Ser ou Não Ser Charlie



Gosto de acompanhar os comentários a respeito do ataque ao Charlie Hebdo por expressarem o caráter dos escritores e suas posturas diante do ocorrido. O que me deixa admirado é a rapidez com que as pessoas se apropriam do atentado para defenderem suas opiniões pessoais, polarizando debate em torno do main stream "Eu sou Charlie" e do agora, mais esclarecido, "Eu não sou o Charlie".
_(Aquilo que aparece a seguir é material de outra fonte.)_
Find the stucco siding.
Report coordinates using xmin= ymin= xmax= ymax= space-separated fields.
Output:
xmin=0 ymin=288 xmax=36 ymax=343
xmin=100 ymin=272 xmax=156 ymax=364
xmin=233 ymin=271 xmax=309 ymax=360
Eu me posiciono como simpático ao jornal e às charges e acredito que o ataque piorou a situação, que já não era boa, da população islâmica da Europa. O que eu acho das charges? Acho algumas muito forçadas, mas eu gostei da que coloca muçulmanos e judeus como "Intocáveis" e da que coloca Maomé prestes a ser degolado por um extremista islâmico porque estas charges abrem um espaço que eu acredito importante, tanto para os "alvos da charge" quanto para nós ocidentais democráticos, de relação entre ambas as partes. O que as charges fazem é uma provocação, algo que quem já foi ironizado entende muito bem, e esta provocação pode ser entendida como uma mera ridicularização xenofóbica, ou pode ser entendida como uma abertura para um diálogo que, pelas vias normais, sem este "ridículo" nunca seria possível.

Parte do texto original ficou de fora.